If you contribute cash, you’re allowed to write off a maximum of 30% of your adjusted gross income for the tax year when you make the donation. If you earned $300,000, the most you could deduct would be $90,000. But you can also deduct another 30% of your adjusted gross income the following year, and you have five years to write off as much of your donation as possible.

Key takeaways

  • Private foundations are subject to a maze of complex tax regulations.
  • You can receive income tax deductions for your contributions to your foundation, but the amount you can deduct has a yearly limit.
  • Rules are even more restrictive when you’re contributing assets other than cash to a foundation.
  • Foundations require that you distribute 5% of the foundation’s assets each year—or face a tax penalty.
  • Always run any of your foundation’s proposed transactions by your legal counsel to be sure they won’t run afoul of technical tax rules.

If you fund your private foundation with assets other than cash, the rules are more restrictive. There’s a limit of 20% of adjusted gross income on your annual deductions, though you still have an additional five years to deduct excess amounts. For most of these types of gifts, such as private real estate or an interest in a family business, you’re allowed to deduct only what you paid for the asset—your cost basis—rather than its appreciated value when it goes into the foundation.

The one exception involves shares of publicly traded stock that you’ve owned for more than a year. The 20% rule still applies, but you can deduct the donation’s fair market value, not its cost basis. Compared with selling assets to raise cash and donating the after-tax proceeds to the foundation, contributing appreciated securities—and avoiding capital gains taxes—provides more value. (See “When not to give cash to charity.”) Nor will the foundation owe capital gains tax if it sells the investment. There is, however, a separate levy, known as excise tax, that does apply to a foundation’s investment profits. The rate is 2%, or 1% if the foundation consistently increases its charitable payouts. Take some time to discuss which assets you want to use to fund your foundation with your Financial Advisor, so you can make thoughtful choices that are in line with your overall wealth management plans.

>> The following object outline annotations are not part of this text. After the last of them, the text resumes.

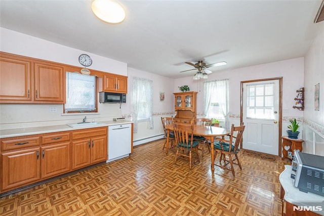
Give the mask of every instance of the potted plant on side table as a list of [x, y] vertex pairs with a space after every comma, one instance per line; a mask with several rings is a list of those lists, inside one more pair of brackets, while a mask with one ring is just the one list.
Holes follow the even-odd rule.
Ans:
[[290, 120], [291, 124], [288, 125], [288, 128], [290, 130], [287, 131], [288, 133], [288, 138], [291, 139], [298, 139], [298, 135], [299, 132], [297, 131], [297, 129], [299, 128], [299, 122], [297, 122], [296, 120], [296, 118], [294, 120]]

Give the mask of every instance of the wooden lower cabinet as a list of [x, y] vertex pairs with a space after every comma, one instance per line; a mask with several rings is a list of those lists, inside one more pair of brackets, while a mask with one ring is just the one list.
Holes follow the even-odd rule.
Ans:
[[2, 191], [40, 180], [40, 151], [38, 147], [1, 154]]
[[42, 147], [42, 178], [53, 177], [71, 170], [70, 142]]
[[72, 169], [107, 160], [107, 136], [72, 142]]
[[0, 193], [107, 160], [108, 127], [0, 139]]

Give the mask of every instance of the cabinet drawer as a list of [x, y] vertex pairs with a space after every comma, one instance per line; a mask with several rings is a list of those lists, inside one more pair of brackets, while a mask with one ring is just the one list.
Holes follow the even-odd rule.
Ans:
[[192, 124], [192, 121], [190, 119], [179, 119], [176, 118], [173, 119], [173, 121], [175, 123], [183, 123], [185, 124]]
[[42, 136], [42, 144], [69, 141], [70, 132], [47, 134]]
[[39, 145], [39, 137], [5, 140], [1, 141], [1, 148], [3, 151], [16, 149], [20, 148], [29, 147]]
[[102, 127], [77, 130], [72, 132], [72, 139], [74, 140], [97, 136], [107, 136], [107, 129], [108, 127]]

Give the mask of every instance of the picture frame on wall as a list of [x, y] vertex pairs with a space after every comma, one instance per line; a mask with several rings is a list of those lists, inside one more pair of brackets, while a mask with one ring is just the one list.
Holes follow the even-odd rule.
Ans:
[[315, 110], [319, 111], [319, 82], [315, 85], [314, 99]]
[[163, 102], [164, 101], [165, 99], [165, 94], [164, 92], [160, 92], [160, 102]]

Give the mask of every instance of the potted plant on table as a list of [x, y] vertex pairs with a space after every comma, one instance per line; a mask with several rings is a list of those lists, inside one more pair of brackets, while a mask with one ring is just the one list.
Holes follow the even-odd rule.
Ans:
[[216, 118], [213, 118], [213, 121], [212, 121], [212, 126], [214, 126], [214, 127], [219, 127], [219, 121]]
[[189, 89], [189, 87], [188, 85], [182, 85], [178, 87], [179, 89], [180, 89], [180, 91], [182, 92], [189, 92], [190, 91], [190, 89]]
[[297, 131], [297, 129], [299, 128], [299, 122], [297, 122], [296, 120], [296, 118], [294, 120], [290, 120], [290, 124], [288, 125], [288, 128], [290, 130], [287, 131], [288, 133], [288, 138], [291, 139], [298, 139], [298, 135], [299, 132]]

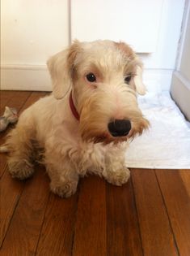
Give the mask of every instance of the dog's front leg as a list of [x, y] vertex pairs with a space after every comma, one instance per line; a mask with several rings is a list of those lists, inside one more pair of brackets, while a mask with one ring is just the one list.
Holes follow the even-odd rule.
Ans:
[[121, 186], [130, 177], [130, 171], [125, 165], [125, 157], [108, 155], [106, 158], [106, 168], [103, 176], [112, 184]]
[[57, 150], [45, 153], [46, 169], [51, 180], [50, 189], [61, 197], [69, 197], [77, 190], [78, 175], [70, 160]]

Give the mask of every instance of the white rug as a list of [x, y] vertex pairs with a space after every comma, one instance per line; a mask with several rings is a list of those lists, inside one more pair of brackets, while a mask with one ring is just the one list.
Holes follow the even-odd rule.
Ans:
[[190, 126], [169, 93], [148, 93], [138, 101], [151, 126], [130, 142], [127, 167], [190, 169]]

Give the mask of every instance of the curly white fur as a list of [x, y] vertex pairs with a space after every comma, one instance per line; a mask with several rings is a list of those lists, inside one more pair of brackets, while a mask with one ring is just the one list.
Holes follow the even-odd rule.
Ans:
[[[48, 62], [53, 94], [40, 99], [21, 115], [9, 135], [9, 171], [26, 179], [33, 174], [34, 154], [43, 149], [43, 161], [51, 180], [51, 190], [69, 197], [77, 189], [79, 176], [93, 172], [121, 185], [129, 171], [125, 163], [127, 141], [148, 127], [137, 103], [136, 92], [145, 93], [141, 63], [124, 43], [75, 41]], [[95, 74], [89, 82], [87, 74]], [[131, 76], [129, 84], [125, 76]], [[78, 120], [70, 106], [72, 90]], [[108, 124], [129, 119], [127, 136], [113, 137]]]

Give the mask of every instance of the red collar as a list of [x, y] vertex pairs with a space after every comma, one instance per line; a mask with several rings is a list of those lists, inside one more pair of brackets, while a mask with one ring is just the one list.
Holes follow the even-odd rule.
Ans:
[[73, 101], [73, 98], [72, 98], [72, 91], [70, 92], [70, 110], [71, 110], [71, 112], [73, 113], [74, 116], [76, 118], [76, 119], [78, 119], [79, 121], [80, 115], [78, 113], [78, 111], [76, 110], [76, 107], [74, 104], [74, 101]]

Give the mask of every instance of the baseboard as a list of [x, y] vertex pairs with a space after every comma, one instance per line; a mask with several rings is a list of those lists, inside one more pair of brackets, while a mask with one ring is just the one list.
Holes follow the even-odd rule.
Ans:
[[188, 121], [190, 121], [190, 81], [179, 72], [174, 72], [171, 95]]
[[2, 65], [1, 89], [51, 91], [51, 80], [45, 65]]
[[[169, 90], [172, 70], [145, 69], [144, 82], [148, 91]], [[2, 65], [1, 89], [51, 91], [45, 65]]]

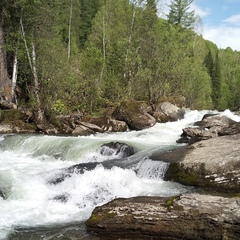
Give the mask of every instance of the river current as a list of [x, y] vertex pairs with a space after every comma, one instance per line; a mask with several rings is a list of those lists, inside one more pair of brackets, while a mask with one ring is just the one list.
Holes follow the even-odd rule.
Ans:
[[[188, 111], [177, 122], [157, 123], [142, 131], [92, 136], [0, 135], [0, 240], [95, 239], [84, 221], [92, 210], [117, 197], [172, 196], [191, 188], [162, 179], [168, 165], [149, 156], [180, 146], [182, 129], [209, 111]], [[236, 121], [226, 110], [220, 114]], [[121, 142], [135, 154], [103, 156], [104, 143]], [[105, 168], [113, 160], [115, 166]], [[82, 174], [72, 173], [58, 184], [51, 179], [79, 163], [98, 163]], [[119, 164], [118, 164], [119, 163]], [[126, 167], [122, 167], [126, 163]]]

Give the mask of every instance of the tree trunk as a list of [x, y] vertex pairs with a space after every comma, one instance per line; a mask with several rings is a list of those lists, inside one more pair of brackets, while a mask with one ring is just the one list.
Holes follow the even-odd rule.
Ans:
[[6, 53], [3, 37], [3, 7], [0, 7], [0, 97], [6, 101], [12, 101], [11, 80], [8, 77]]
[[69, 26], [68, 26], [68, 59], [71, 56], [71, 27], [72, 27], [72, 11], [73, 11], [73, 1], [71, 0], [70, 14], [69, 14]]
[[35, 102], [36, 102], [35, 103], [36, 104], [35, 111], [34, 111], [35, 121], [36, 121], [36, 123], [40, 124], [40, 123], [42, 123], [42, 121], [44, 119], [44, 115], [43, 115], [43, 111], [41, 110], [41, 101], [40, 101], [40, 97], [39, 97], [39, 81], [38, 81], [37, 68], [36, 68], [35, 45], [34, 45], [34, 42], [32, 41], [32, 56], [31, 56], [29, 48], [28, 48], [27, 40], [26, 40], [26, 35], [25, 35], [22, 19], [20, 19], [20, 25], [21, 25], [21, 33], [22, 33], [23, 41], [25, 44], [25, 49], [27, 52], [28, 62], [29, 62], [31, 72], [33, 75], [33, 94], [34, 94], [34, 98], [35, 98]]

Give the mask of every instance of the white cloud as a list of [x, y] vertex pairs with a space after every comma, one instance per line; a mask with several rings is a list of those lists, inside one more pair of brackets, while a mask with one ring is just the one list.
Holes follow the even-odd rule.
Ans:
[[240, 14], [232, 15], [231, 17], [223, 20], [222, 22], [240, 26]]
[[240, 51], [240, 28], [220, 26], [205, 26], [203, 38], [212, 41], [219, 48], [231, 47]]

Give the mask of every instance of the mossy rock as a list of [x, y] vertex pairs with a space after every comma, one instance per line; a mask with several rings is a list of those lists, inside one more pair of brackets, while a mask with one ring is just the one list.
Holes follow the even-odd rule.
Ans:
[[26, 121], [29, 118], [24, 112], [18, 109], [0, 110], [0, 122], [9, 122], [22, 120]]

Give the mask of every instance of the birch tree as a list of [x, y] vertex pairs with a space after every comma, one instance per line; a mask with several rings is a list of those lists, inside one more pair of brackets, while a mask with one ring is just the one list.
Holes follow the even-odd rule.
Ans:
[[0, 97], [12, 101], [11, 80], [8, 76], [6, 52], [4, 49], [4, 1], [0, 4]]

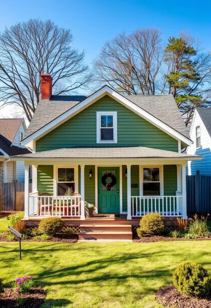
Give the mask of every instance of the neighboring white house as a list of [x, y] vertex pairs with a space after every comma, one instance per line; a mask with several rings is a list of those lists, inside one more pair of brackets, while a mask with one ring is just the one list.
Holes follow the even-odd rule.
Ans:
[[187, 154], [201, 155], [204, 158], [188, 161], [187, 174], [195, 175], [199, 170], [201, 175], [211, 176], [211, 109], [195, 109], [189, 133], [193, 143], [188, 147]]
[[24, 162], [11, 161], [9, 157], [30, 152], [20, 143], [26, 130], [23, 119], [0, 119], [0, 180], [4, 183], [24, 183]]

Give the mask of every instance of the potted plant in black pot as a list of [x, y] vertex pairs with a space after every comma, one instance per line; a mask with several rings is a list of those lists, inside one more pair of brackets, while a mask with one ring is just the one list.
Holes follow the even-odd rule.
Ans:
[[88, 203], [85, 201], [85, 216], [89, 218], [93, 217], [93, 212], [94, 211], [94, 204]]

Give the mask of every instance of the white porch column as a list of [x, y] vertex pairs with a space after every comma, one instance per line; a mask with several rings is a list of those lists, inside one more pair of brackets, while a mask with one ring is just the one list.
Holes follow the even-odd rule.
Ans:
[[128, 216], [127, 219], [132, 219], [131, 217], [131, 165], [127, 165], [128, 172], [127, 177], [127, 188], [128, 194]]
[[37, 191], [37, 167], [38, 165], [33, 165], [32, 168], [32, 192]]
[[182, 215], [183, 218], [188, 218], [186, 200], [186, 164], [182, 165]]
[[24, 193], [24, 215], [26, 219], [29, 219], [29, 165], [25, 165], [25, 188]]
[[81, 165], [81, 219], [85, 219], [84, 201], [84, 165]]
[[182, 191], [182, 176], [181, 174], [181, 165], [177, 165], [177, 191]]

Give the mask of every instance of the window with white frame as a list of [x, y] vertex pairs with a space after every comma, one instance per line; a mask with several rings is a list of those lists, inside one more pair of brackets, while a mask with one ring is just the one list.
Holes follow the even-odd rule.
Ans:
[[160, 195], [160, 167], [143, 168], [143, 195]]
[[57, 195], [64, 196], [68, 189], [75, 192], [75, 168], [58, 168], [57, 170]]
[[196, 144], [197, 149], [201, 147], [201, 133], [199, 125], [196, 127]]
[[23, 140], [23, 133], [21, 132], [20, 132], [20, 133], [19, 134], [19, 144], [20, 146], [20, 147], [22, 147], [22, 144], [21, 143], [21, 141], [22, 140]]
[[117, 112], [97, 112], [97, 142], [117, 143]]

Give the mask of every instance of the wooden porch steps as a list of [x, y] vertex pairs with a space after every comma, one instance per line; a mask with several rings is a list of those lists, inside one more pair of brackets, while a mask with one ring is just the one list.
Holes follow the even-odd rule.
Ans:
[[132, 239], [131, 225], [81, 225], [80, 230], [79, 240]]

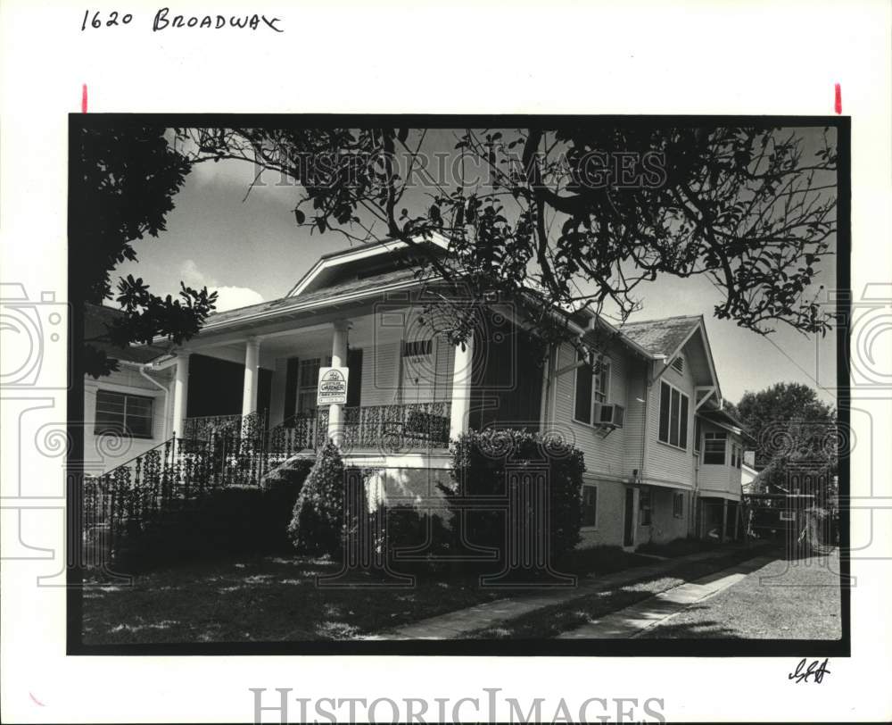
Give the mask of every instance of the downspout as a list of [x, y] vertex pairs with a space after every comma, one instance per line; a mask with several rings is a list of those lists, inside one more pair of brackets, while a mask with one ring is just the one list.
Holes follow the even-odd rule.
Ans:
[[170, 391], [168, 389], [167, 386], [161, 385], [154, 378], [150, 378], [148, 375], [146, 375], [145, 374], [145, 365], [140, 365], [138, 368], [136, 368], [136, 370], [139, 371], [139, 374], [143, 378], [145, 378], [150, 383], [152, 383], [153, 385], [154, 385], [160, 390], [163, 390], [164, 391], [164, 424], [161, 426], [161, 439], [162, 440], [167, 440], [168, 439], [168, 424], [170, 421], [170, 416], [169, 415], [169, 407], [170, 407]]
[[644, 435], [641, 438], [641, 464], [638, 469], [638, 480], [644, 480], [644, 473], [647, 467], [648, 461], [648, 440], [650, 438], [650, 421], [648, 419], [649, 403], [650, 403], [650, 388], [653, 387], [654, 381], [651, 379], [651, 373], [653, 372], [653, 362], [648, 361], [647, 364], [647, 375], [645, 376], [644, 382]]
[[554, 346], [549, 345], [545, 354], [544, 375], [542, 376], [542, 397], [540, 402], [541, 412], [539, 415], [539, 432], [544, 433], [546, 426], [549, 423], [550, 412], [549, 411], [549, 398], [551, 394], [551, 359], [554, 354]]
[[162, 363], [161, 363], [159, 365], [153, 365], [151, 362], [145, 362], [145, 363], [144, 363], [142, 365], [139, 365], [136, 368], [136, 370], [139, 371], [139, 374], [143, 378], [145, 378], [150, 383], [152, 383], [153, 385], [154, 385], [160, 390], [163, 390], [164, 391], [164, 425], [161, 428], [161, 438], [163, 438], [164, 440], [167, 440], [168, 438], [169, 438], [169, 434], [170, 432], [168, 429], [169, 428], [169, 426], [170, 426], [170, 388], [168, 386], [166, 386], [166, 385], [162, 385], [158, 380], [156, 380], [154, 378], [149, 377], [149, 375], [147, 375], [146, 372], [147, 372], [147, 370], [150, 369], [150, 368], [152, 370], [155, 370], [155, 371], [166, 370], [167, 368], [169, 368], [171, 365], [173, 365], [176, 362], [177, 362], [177, 358], [176, 357], [172, 357], [169, 360], [167, 360], [167, 361], [165, 361], [164, 362], [162, 362]]

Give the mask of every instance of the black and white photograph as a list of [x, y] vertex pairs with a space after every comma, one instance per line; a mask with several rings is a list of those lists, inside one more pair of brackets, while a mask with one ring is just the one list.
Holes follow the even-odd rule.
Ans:
[[890, 721], [892, 4], [4, 0], [0, 720]]
[[170, 121], [70, 127], [85, 652], [845, 650], [845, 124]]

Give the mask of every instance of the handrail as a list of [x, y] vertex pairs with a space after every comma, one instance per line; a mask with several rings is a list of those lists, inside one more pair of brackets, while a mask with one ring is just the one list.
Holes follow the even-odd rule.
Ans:
[[174, 435], [171, 438], [167, 438], [166, 440], [162, 440], [157, 446], [153, 446], [151, 448], [146, 448], [145, 451], [143, 451], [138, 455], [135, 455], [135, 456], [133, 456], [133, 458], [128, 458], [127, 461], [123, 462], [122, 463], [119, 463], [114, 468], [110, 469], [109, 471], [106, 471], [104, 473], [100, 473], [98, 476], [89, 476], [89, 478], [91, 478], [91, 479], [102, 479], [104, 476], [111, 476], [118, 469], [124, 468], [125, 466], [131, 465], [132, 463], [136, 462], [140, 458], [143, 458], [144, 456], [147, 455], [148, 454], [152, 453], [153, 451], [157, 450], [158, 448], [161, 448], [162, 446], [174, 446], [174, 445], [176, 445], [176, 441], [177, 441], [177, 436]]

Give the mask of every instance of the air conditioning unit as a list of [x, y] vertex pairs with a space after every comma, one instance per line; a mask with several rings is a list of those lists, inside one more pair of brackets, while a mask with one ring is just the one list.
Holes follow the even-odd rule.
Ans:
[[615, 403], [595, 404], [595, 425], [622, 428], [625, 420], [625, 408]]

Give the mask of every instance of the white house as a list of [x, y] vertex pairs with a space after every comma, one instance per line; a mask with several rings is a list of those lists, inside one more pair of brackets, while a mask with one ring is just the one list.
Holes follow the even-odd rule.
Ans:
[[[130, 455], [247, 425], [268, 431], [277, 461], [333, 438], [389, 498], [439, 508], [450, 439], [524, 427], [583, 452], [585, 544], [734, 534], [746, 434], [723, 410], [702, 316], [615, 329], [575, 314], [571, 329], [603, 350], [593, 365], [569, 343], [537, 342], [494, 302], [454, 346], [419, 319], [430, 286], [416, 272], [399, 241], [326, 254], [280, 299], [214, 314], [170, 352], [135, 348], [88, 383], [94, 435], [129, 432]], [[319, 407], [326, 366], [348, 369], [347, 399]]]

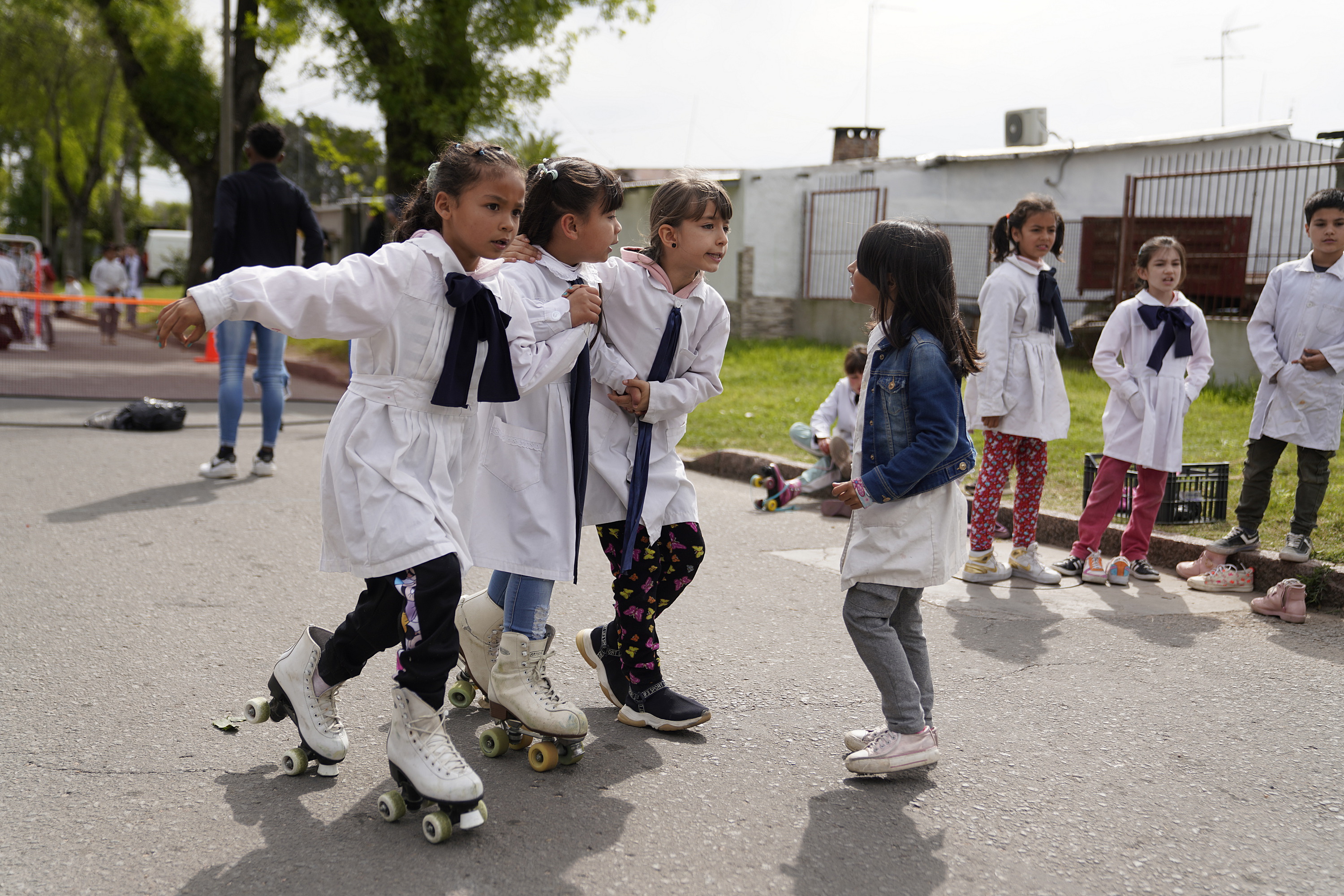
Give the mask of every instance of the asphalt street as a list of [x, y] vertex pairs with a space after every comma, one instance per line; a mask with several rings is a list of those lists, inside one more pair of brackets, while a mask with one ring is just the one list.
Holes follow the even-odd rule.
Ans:
[[708, 553], [659, 631], [714, 719], [616, 721], [573, 646], [610, 613], [590, 531], [551, 669], [587, 756], [485, 759], [488, 713], [453, 711], [489, 821], [430, 845], [375, 805], [391, 656], [341, 692], [339, 778], [281, 774], [288, 721], [211, 724], [353, 606], [358, 580], [316, 572], [325, 426], [286, 427], [274, 478], [207, 482], [208, 429], [5, 420], [0, 893], [1344, 893], [1339, 617], [1284, 625], [1173, 578], [954, 580], [923, 607], [942, 760], [857, 778], [840, 733], [879, 700], [840, 621], [847, 524], [692, 474]]

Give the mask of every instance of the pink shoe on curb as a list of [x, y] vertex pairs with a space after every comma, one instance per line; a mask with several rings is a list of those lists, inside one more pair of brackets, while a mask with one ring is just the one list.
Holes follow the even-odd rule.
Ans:
[[1218, 567], [1227, 563], [1227, 557], [1222, 553], [1214, 553], [1212, 551], [1204, 551], [1199, 555], [1198, 560], [1185, 560], [1184, 563], [1176, 564], [1176, 575], [1183, 579], [1188, 579], [1192, 575], [1207, 575], [1216, 570]]
[[1297, 579], [1284, 579], [1263, 598], [1251, 600], [1251, 610], [1284, 622], [1306, 622], [1306, 586]]

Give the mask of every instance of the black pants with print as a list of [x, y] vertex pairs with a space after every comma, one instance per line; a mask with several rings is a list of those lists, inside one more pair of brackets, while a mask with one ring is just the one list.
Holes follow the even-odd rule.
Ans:
[[653, 619], [672, 606], [704, 560], [704, 537], [698, 523], [663, 527], [661, 537], [649, 544], [641, 525], [634, 541], [634, 563], [621, 575], [621, 541], [625, 521], [597, 527], [597, 537], [612, 564], [612, 595], [616, 619], [606, 625], [606, 643], [620, 645], [621, 670], [630, 690], [640, 693], [663, 681], [659, 668], [659, 633]]
[[[411, 576], [414, 590], [407, 600], [395, 582]], [[462, 596], [462, 564], [457, 555], [445, 553], [405, 572], [364, 579], [364, 584], [355, 609], [327, 642], [317, 674], [327, 684], [353, 678], [374, 654], [402, 645], [396, 684], [410, 688], [435, 709], [442, 707], [448, 676], [457, 665], [453, 617]]]

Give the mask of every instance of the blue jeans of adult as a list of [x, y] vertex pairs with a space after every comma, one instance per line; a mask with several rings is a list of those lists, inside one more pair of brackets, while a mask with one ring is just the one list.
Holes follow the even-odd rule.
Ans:
[[243, 367], [254, 333], [263, 447], [276, 447], [280, 418], [285, 412], [285, 334], [253, 321], [223, 321], [215, 328], [215, 349], [219, 352], [219, 443], [230, 447], [238, 445], [238, 418], [243, 412]]
[[546, 637], [546, 618], [551, 614], [550, 579], [534, 579], [517, 572], [491, 574], [487, 591], [495, 606], [504, 609], [504, 630], [526, 634], [532, 641]]

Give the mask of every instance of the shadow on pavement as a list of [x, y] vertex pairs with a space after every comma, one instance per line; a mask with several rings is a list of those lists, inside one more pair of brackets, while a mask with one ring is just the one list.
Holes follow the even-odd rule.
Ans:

Other tax rules you need to know

Many of the tax rules for private foundations aren’t about deductions. Instead, they involve things a foundation must do—and assess tax penalties for falling short. One of the most important of these is the 5% rule, which calls for private foundations to distribute 5% of foundation assets annually to other charitable organizations. The cost of administering your foundation can be part of the 5%, but investment management expenses don’t count. The IRS tax penalty for distributing too little is 30% of the shortfall.

There is also a long, complicated list of things your foundation isn’t supposed to do, and breaking those rules also results in tax penalties. “Self dealing,” in which a transaction you make with the foundation is deemed out of bounds—for example, leasing the foundation office space in a building you own—could incur a penalty tax as high as $20,000. “Unrelated business taxable income,” generated by a range of activities considered unrelated to the foundation’s charitable purpose, may be taxed at corporate or trust rates as high as 35%.

“The best advice is that when you’re interacting with your foundation, always run any proposed transaction by your legal counsel,” says Emily Brunner, wealth strategist for UBS Financial Services, Inc. “There are things that you can do that are of clear benefit to the foundation that may still run afoul of very technical tax rules.” Leibell notes that many of those rules, put in place because of past abuses, “are not necessarily commonsensical. You may find yourself trying to do good but in the process you inadvertently harm the foundation.”